GutBugDB provides detailed biotransformation information, including predicted metabolic enzymes and gut bacterial strains capable of metabolizing specific drugs. For example, for the drug L-Dopa, GutBugDB predicted phenol 2-monooxygenase and 6-hydroxy-3-succinoylpyridine 3-monooxygenase from bacteria belonging to the Acinetobacter and Delftia genera, which can metabolize L-Dopa. Additionally, for Flucytosine, GutBugDB predicted cytosine deaminase from bacteria belonging to the Escherichia, Bifidobacterium, and Clostridium genera, which can metabolize Flucytosine.

3. Validation Results

The study validated GutBugDB’s predictions and found that it performed well on known biotransformation information and provided novel gut bacteria and enzyme information. For example, for Lactulose, GutBugDB not only predicted the known phosphorylase and hydrolase enzymes but also predicted that bacteria from the Ruminococcus and Escherichia genera could metabolize Lactulose.

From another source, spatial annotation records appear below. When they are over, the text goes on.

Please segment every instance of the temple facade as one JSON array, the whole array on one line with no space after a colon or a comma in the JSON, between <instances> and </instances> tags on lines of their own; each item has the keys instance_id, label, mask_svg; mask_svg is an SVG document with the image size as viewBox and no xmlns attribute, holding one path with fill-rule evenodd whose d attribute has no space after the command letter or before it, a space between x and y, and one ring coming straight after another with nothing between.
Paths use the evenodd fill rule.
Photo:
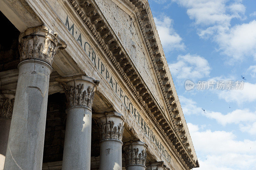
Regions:
<instances>
[{"instance_id":1,"label":"temple facade","mask_svg":"<svg viewBox=\"0 0 256 170\"><path fill-rule=\"evenodd\" d=\"M0 170L199 166L147 0L0 11Z\"/></svg>"}]
</instances>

Conclusions and Significance

GutBugDB provides researchers with a comprehensive resource for predicting human gut bacteria-mediated metabolism of drugs and nutraceuticals. The database can help identify potential biotransformation of candidate drug molecules and prevent drug non-responsiveness during prescription, improving drug efficacy and tolerability. Furthermore, GutBugDB offers leads for future experimental validation, advancing the understanding of gut microbiome-mediated biotransformation mechanisms.

Research Highlights

  1. Comprehensiveness: GutBugDB contains 1,439 molecules, including 1,378 FDA-approved drugs and 61 nutraceuticals, providing detailed biotransformation information.
  2. Innovation: The study employed the machine learning-based GutBug tool, which predicts gut bacterial metabolic enzymes and strains, offering higher precision in biotransformation information.
  3. Practicality: GutBugDB serves as an important reference for drug development and prescription, helping researchers better understand the role of the gut microbiota in drug metabolism.

Additional Valuable Information

GutBugDB is scheduled for regular updates, with the most recent update in June 2024. The database is also compatible with new data from future metagenomic studies, allowing it to continuously expand its content and provide ongoing support for gut microbiota research.